Desde que empezamos a caminar debemos prestar especial atención a los pies. Un pie que no camina no requiere de calzado, por lo que los bebés pueden utilizar zapatos a modo de cobertura o guante, holgados y cómodos para protegerlos del frío.
Cuando el bebé comienza a gatear los pediatras recomiendan el uso de zapatos con refuerzo en el talón para una buena sujeción, y en los dedos para evitar rozaduras y golpes.
Así, aún con altas temperaturas los pies de los niños deben estar bien protegidos y existen en el mercado sandalias para los primeros pasos que mantienen los dedos a buen recaudo.
La comodidad es un principio básico a la hora de elegir un buen calzado. Caminar es una aventura llena de obstáculos que hay que superar y los pies son para toda la vida, así que hay que cuidarlos desde el principio.
Cinco condiciones básicas:
- Ligero y flexible: El zapato debe pesar poco para que al niño le resulte fácil moverlo y la flexibilidad hará más sencillo y correcto el movimiento natural de pie.
- De piel: La piel natural es el mejor material para los zapatos de los niños ya que permite una buena transpiración y se acoda muy bien a la anatomía.

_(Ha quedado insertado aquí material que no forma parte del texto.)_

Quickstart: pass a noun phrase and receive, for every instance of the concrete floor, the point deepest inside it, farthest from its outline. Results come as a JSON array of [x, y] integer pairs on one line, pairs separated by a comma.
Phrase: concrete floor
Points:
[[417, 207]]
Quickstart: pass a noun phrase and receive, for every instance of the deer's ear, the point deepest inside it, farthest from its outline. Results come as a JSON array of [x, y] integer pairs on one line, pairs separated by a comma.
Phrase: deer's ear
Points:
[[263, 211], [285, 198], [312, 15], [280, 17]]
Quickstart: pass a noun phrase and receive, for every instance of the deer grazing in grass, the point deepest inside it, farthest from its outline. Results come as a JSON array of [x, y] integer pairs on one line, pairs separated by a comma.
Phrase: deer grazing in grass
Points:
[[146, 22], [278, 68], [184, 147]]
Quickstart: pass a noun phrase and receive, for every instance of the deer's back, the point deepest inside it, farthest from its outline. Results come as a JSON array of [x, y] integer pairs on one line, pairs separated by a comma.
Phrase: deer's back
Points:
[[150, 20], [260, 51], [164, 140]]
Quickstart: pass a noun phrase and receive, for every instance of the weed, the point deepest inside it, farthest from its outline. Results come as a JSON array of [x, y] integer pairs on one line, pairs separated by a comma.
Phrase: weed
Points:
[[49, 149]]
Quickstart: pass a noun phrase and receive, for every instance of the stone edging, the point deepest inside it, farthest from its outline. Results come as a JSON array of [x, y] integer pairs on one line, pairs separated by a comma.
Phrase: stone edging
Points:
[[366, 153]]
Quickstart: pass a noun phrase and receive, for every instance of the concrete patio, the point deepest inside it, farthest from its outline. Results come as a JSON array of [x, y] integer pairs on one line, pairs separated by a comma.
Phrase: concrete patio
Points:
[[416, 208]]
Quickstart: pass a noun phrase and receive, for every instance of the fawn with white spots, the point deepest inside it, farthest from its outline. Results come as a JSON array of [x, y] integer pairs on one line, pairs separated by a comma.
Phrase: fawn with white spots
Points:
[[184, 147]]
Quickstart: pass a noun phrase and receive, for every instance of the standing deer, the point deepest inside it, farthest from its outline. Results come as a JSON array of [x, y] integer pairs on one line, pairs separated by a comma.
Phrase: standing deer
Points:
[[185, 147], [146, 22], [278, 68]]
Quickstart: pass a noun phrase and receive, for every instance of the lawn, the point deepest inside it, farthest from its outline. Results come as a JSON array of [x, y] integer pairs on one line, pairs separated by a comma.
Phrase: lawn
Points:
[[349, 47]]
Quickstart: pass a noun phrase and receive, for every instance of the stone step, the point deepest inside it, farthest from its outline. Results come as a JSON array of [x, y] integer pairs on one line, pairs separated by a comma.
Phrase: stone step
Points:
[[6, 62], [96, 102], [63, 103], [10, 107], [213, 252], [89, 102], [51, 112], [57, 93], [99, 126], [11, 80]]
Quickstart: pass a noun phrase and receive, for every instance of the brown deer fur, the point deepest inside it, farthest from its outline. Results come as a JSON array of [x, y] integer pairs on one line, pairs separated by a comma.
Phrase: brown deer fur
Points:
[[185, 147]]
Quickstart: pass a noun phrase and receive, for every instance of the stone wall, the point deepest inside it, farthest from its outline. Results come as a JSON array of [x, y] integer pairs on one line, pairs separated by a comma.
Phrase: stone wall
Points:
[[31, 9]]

- Horma recta y puntera redonda: Los pies de los niños son, proporcionalmente a su tamaño, más anchos que los de los adultos. Además, los dedos de los niños deben poder moverse dentro del zapato.

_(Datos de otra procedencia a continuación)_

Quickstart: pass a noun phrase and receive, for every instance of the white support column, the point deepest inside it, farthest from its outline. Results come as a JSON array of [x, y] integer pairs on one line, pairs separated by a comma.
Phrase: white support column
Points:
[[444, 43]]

- Buena sujeción: Unos zapatos bien abrochados sujetan el pie y evitan tropiezos aunque hay que tener cuidado con que no aprieten.
- Suela antideslizante: Para esquivar las caídas se recomienda que la suela de los zapatos tenga algún tipo de dibujo que los haga antideslizantes.
Si un zapato cumple estas condiciones ya sólo queda encontrar la talla apropiada, por lo que hay que probar los
zapatos al niño y procurar que los dedos no toquen la puntera del zapato. Tampoco es recomendable comprarlos grandes, pues al moverse el pie dentro del calzado hará que caminar sea algo más dificultoso para el niño.